IPC’s projections indicate that, over the next five years, about $200 - 300 billion of investment assets will be managed by independent advisors, who are going to reach retirement age.
“The IPC Pinnacle Advisor Program is our response to help independent advisors with their ultimate succession and monetization – both within IPC and outside of IPC, as the demographic challenges of aging advisors in Canada is not an IPC phenomenon. It’s an industry phenomenon,” said Novachis.
The program, which has been operating for three years – since Montreal advisor Herb Braley worked with IPC to structure this plan for his business’s succession. Novachis said it has already helped hundreds of advisors, who can opt for one of two approaches – or a combination of them – to provide a customized solution. The first is the traditional, “next-gen” succession solution, where the senior advisor seeks to retire, monetize, and transition the business to a younger advisor. The second approach is to monetize and de-risk the business, allowing the advisor time to find a successor.
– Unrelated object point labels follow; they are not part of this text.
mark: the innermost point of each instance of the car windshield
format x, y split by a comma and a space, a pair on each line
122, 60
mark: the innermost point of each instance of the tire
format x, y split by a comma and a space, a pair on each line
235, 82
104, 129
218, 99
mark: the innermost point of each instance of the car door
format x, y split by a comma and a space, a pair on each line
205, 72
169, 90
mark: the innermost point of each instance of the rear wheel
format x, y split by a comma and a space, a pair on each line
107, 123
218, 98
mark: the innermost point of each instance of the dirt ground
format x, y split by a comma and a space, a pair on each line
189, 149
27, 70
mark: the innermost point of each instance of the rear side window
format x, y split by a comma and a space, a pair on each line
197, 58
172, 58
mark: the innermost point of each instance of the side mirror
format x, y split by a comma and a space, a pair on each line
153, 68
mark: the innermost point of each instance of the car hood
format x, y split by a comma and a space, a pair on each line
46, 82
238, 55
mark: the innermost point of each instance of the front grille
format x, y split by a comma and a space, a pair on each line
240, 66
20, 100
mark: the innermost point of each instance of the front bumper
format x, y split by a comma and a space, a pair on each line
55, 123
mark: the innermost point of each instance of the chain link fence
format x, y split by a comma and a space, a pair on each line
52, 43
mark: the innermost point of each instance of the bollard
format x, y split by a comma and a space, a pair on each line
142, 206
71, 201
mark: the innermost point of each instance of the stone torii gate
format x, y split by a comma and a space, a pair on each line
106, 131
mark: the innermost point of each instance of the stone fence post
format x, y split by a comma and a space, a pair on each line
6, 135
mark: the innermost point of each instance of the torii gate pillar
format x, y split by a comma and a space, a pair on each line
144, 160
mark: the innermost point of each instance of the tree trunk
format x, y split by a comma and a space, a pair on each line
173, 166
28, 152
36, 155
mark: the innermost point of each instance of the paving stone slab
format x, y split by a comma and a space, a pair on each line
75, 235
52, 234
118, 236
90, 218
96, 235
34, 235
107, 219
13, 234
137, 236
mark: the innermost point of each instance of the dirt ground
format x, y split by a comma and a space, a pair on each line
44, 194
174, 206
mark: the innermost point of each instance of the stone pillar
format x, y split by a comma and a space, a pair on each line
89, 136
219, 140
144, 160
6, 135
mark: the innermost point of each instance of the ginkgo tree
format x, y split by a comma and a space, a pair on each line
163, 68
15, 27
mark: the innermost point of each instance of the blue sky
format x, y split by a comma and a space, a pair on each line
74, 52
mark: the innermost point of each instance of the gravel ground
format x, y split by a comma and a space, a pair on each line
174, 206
“We have a program that allows the advisor to monetize their business today, then continue on as an advisor and continue to earn compensation from the growth of new business,” said Novachis. “Ultimately, at some point in the future, when that ultimate succession happens, there is another form of payout based upon the growth of new assets that have been created by the senior advisor continuing.”
The program has a very competitive and transparent monetization, so advisors can de-risk their business value. IPC, backed by IGM and Power Corp, has strong financial backing to support that.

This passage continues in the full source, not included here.